Customers also place “freezer orders” — larger quantities that they freeze at home for their family’s use.

The sweet corn season runs July 4 through Labor Day.

PICTURED ABOVE:  Jacob Van Manen and Emily Larson with their corn. PICTURE BY CONRAD SCHMIDT.

Life on the farm

The Van Manens plant a small patch of plain yellow corn each year, but the Peaches & Cream corn, a sweet mix of yellow and white kernels, is the customer favorite.

Corn picking starts at sunrise with all hands-on deck. A half-dozen hired pickers work alongside family members for a couple hours each day. 

A morning taste test by Jacob starts the whole process. “I pick an ear and taste it,” he says. “If it passes, it’s good to go. If it’s not good raw, it won’t be good cooked.”

Ears are picked and transported to the roadside stand. Corn headed for retail establishments is bagged.

The sweet corn is only a part of the Van Manens' farm. The family also grows field corn and soybeans and raises hogs and cattle.

They plant around 30 acres each year of sweet corn and another 3 to 4 acres of pumpkins. 

Jacob and his wife, Kate, plus Jacob's sister, Emily Larson, and her husband, Braden, make up the heart of the Van Manen sweet corn business. 

Jacob, who says he “just loves growing things,” entertained the idea of an office job after college, but the farm beckoned.

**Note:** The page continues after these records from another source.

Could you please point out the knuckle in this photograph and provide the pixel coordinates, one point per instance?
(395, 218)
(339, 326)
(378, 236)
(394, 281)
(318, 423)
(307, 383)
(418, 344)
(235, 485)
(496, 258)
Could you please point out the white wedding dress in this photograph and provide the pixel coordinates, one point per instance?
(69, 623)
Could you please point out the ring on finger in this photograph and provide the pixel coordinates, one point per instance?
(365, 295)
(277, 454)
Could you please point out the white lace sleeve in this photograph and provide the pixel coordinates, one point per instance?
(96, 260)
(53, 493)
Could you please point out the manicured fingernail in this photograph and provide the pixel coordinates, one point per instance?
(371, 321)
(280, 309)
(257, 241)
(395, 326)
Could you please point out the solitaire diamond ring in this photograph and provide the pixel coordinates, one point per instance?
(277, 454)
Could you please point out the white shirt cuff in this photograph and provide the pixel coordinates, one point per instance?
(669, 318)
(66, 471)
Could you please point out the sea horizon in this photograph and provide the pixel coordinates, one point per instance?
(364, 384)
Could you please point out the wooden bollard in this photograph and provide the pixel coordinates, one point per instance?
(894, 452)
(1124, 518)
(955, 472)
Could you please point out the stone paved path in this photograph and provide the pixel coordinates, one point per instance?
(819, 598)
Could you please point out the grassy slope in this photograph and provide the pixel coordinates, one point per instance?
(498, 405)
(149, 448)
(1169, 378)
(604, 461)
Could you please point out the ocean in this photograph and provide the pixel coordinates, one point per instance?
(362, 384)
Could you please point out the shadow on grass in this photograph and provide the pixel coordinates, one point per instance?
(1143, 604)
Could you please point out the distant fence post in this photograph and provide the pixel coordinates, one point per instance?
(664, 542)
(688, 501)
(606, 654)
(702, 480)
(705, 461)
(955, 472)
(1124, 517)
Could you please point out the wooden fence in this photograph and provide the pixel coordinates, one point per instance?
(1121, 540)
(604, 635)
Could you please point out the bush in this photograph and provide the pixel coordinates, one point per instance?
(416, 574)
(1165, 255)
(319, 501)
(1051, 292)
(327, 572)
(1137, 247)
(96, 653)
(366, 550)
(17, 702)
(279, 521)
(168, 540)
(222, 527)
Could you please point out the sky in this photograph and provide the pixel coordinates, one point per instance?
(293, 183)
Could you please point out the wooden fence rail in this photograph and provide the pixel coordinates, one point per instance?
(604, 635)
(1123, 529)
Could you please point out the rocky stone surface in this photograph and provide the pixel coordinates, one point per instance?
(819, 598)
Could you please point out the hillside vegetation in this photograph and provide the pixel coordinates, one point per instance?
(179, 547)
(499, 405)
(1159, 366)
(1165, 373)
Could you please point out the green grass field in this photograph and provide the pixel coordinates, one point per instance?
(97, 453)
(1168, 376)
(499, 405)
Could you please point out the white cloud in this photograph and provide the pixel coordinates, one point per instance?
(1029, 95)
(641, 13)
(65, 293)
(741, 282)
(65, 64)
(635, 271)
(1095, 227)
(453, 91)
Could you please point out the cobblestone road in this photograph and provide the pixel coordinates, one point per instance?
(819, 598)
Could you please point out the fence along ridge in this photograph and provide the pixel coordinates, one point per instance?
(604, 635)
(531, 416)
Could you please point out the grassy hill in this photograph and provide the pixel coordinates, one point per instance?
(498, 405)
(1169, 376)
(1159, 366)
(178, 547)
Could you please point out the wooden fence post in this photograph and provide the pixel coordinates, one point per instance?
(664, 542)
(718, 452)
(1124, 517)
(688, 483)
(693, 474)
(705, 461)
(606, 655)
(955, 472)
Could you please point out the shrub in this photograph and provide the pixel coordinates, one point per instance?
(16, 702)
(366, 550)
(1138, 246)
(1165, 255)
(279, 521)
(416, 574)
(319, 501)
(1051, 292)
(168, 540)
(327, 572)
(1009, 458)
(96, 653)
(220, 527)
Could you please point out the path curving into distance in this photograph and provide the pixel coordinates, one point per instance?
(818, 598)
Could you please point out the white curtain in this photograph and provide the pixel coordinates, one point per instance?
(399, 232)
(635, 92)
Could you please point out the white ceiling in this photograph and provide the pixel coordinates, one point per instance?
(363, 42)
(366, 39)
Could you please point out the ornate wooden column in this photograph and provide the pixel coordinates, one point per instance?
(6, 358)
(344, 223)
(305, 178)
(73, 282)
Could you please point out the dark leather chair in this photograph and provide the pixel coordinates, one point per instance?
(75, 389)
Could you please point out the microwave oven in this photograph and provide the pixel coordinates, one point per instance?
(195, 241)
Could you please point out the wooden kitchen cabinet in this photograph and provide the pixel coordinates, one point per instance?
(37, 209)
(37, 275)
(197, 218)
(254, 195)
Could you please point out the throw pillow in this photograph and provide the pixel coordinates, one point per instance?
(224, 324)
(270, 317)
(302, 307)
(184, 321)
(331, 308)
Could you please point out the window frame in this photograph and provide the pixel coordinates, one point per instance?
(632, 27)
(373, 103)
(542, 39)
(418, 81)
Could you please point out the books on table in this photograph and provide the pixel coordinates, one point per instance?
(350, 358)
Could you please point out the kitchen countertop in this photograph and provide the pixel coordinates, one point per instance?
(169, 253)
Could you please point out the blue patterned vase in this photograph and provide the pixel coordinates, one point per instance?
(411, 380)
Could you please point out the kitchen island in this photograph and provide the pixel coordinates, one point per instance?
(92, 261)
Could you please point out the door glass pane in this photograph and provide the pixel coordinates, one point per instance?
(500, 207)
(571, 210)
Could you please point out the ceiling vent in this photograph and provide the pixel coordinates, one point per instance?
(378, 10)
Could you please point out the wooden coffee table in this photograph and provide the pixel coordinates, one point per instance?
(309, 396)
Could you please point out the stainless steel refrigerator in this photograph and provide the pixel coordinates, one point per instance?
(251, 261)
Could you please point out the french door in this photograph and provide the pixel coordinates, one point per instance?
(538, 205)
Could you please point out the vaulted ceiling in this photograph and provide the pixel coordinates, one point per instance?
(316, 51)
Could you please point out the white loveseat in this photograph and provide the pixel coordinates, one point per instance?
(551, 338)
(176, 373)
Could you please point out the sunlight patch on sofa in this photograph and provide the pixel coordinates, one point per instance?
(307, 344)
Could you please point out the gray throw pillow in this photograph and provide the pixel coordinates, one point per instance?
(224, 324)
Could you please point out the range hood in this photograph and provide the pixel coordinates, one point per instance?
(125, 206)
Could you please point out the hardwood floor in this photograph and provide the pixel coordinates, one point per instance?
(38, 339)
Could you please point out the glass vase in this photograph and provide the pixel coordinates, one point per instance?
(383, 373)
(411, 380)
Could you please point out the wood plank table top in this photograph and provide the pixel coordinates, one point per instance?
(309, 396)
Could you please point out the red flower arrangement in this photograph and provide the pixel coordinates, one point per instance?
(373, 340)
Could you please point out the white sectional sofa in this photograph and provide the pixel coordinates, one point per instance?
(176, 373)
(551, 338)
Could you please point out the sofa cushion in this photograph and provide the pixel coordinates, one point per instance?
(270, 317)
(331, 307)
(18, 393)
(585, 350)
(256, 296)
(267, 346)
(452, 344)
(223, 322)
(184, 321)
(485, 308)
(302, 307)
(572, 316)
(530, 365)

His parents, Kevin and Julie, are on hand to help, and the next young generation — the sixth — is getting a taste of the corn and the business.

“I love that my kids get to grow up on the farm like I did,” says Jacob. “Not many kids today get to do that today.”

The Van Manens help teach other kids about farm life by hosting farm tours. “They get to see a bit of everything here, not just big machinery,” says Jacob.

The latest addition to the farm is a processing facility built last year with the help of a $25,000 cost-share Choose Iowa grant through the Iowa Department of Agriculture and Land Stewardship. The building houses a produce washing station, space for customers to pick up orders and a walk-in cooler.  

“The cooler helps extend the shelf-life of our melons,” says Jacob. 

Their roadside stands also sell pumpkins, squash, ornamental Indian corn, tomatoes, watermelon and cantaloupe. 

“The corn we pretty much try not to keep for more than a day,” Jacob says. Unsold corn is donated to the local food bank or fed to livestock. “We try to manage things so there’s not a lot left.”

A hearty crop

Sweet corn accounts for 1% of the corn grown in Iowa. Some varieties, such as Peaches & Cream, can be planted as early as late April if conditions are right. Soil temperatures need to be at least 55 degrees. It takes 60-90 days to mature.

This year’s corn went in early. The Van Manens had nearly one-half of it planted and starting to sprout by May 1.

“Of course we’re at the mercy of Mother Nature,” says Jacob. Last year, hail hit the crop early in the season, setting the growing season back by a week or so. A few years ago, a late August derecho took out what was left of the crop.

Growing sweet corn isn't much different than growing conventional corn. The Van Manens have adopted several soil and water conservation practices on their farm to grow sweet corn and livestock sustainably.

Pest control is focused on earworms. “Although the damage is mostly cosmetic and at the tip, people want the corn to look perfect," Jacob says.

And the battle with the raccoons is ongoing. “We tried electric fencing, but with the field size, that’s difficult.

“It can be a challenge, but we love it,” Jacob says. 

The family plans to add more sweet corn stands in the future and expand into the Des Moines metro area. 

After all, they don’t expect the market to go away. Iowans love their sweet corn.

Queck-Matzie is a freelance writer from Greenfield.